Наталия Колесова - Петр Фоменко. Энергия заблуждения
Два замысла
Когда Петр Наумович фантазировал, казалось, он сочиняет на ходу. Возможно, порой так оно и было. Но мне все больше кажется, что в этих фантазиях-импровизациях шлифовались замыслы, которые могли бы стать поводом для «настоящей» истории. Иногда они воплощались, а иногда так и оставались в гениальных рассказах, несбывшихся видениях и поэтических мечтаниях острого ума. Красота идеи порой ценнее воплощения. Из оставшихся в моих записях две выглядят особенно блестящими и завершенными. В сущности, готовыми сценариями.

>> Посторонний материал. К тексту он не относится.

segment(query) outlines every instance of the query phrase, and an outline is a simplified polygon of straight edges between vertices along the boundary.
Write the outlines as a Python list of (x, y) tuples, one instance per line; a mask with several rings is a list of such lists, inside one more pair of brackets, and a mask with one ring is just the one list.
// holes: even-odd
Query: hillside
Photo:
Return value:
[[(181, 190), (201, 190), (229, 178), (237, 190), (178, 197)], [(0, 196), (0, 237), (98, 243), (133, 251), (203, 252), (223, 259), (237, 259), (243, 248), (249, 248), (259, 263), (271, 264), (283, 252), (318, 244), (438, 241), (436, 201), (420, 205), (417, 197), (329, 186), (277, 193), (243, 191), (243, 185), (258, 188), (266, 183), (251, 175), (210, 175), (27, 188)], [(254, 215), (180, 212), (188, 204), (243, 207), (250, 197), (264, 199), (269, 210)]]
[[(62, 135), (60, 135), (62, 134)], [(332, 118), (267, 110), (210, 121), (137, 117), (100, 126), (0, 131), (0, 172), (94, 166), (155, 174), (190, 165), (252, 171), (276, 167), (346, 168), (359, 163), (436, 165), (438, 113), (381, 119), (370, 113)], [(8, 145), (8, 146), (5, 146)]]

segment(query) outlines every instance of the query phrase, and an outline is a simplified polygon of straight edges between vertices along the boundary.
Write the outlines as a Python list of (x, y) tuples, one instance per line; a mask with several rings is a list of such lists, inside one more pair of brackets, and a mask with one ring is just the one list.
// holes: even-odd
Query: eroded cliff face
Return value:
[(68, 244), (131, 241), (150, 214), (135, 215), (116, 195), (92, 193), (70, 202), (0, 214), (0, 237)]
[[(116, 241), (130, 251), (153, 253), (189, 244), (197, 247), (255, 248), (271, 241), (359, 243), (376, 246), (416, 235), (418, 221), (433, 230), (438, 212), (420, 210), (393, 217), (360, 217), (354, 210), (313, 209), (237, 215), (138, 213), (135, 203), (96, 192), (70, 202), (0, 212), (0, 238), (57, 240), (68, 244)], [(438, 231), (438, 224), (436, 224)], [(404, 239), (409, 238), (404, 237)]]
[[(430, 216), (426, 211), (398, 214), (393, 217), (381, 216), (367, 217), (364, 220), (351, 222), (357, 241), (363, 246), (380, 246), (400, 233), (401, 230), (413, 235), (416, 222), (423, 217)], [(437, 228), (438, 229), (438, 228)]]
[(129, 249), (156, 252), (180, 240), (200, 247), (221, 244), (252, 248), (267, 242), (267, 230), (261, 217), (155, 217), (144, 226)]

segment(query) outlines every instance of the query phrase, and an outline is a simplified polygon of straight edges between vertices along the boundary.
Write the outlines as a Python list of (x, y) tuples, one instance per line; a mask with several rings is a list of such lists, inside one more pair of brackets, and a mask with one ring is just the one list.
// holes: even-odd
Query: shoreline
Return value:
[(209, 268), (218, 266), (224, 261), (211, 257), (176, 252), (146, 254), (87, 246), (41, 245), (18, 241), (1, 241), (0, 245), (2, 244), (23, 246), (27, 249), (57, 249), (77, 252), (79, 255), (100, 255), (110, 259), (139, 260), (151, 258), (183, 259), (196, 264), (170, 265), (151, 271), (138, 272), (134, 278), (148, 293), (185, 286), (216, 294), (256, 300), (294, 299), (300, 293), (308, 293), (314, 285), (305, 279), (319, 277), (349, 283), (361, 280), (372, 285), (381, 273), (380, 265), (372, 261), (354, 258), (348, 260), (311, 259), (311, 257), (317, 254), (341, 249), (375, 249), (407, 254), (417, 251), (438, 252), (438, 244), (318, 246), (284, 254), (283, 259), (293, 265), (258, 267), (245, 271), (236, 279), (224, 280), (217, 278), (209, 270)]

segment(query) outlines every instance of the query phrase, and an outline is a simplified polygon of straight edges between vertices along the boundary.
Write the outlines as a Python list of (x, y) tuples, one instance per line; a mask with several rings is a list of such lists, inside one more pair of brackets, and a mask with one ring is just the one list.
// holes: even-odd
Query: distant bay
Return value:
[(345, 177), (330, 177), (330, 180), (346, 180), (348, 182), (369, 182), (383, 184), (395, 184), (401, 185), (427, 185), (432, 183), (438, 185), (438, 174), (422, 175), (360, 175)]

Это экспромт-фантазия на тему «Шинели» Гоголя и «Наше всё» – фантасмагория о памятнике Пушкину.
Этюд к повести Гоголи «Шинель»Приходит Акакий Акакиевич к немцу-портному, чтобы перешить шинель. Тот берет, проверяет ткань на разрыв, на «протык», демонстрируя безнадежную ветхость шинели. Предлагает сделать новую, но, не дождавшись понимания от Акакия Акакиевича, выкидывает ее в сердцах в окно, чтобы избавиться от назойливого чиновника. И грустный Акакий Акакиевич, свесившись из окна, наблюдает, как его любимая старая шинель мед-лен-но пла-ни-ру-ет вниз. Потом он вдруг резко выпрямляется, отпрянув от подоконника, а из-за окна поднимается, неспешно «вплывая» в проем, прекрасная женщина. Она закутана в «шубу мечты», в которую, как мы понимаем, чудом переродилась его шинель. Достигнув подоконника, она, твердо ступив сапожком, впорхнула в комнату.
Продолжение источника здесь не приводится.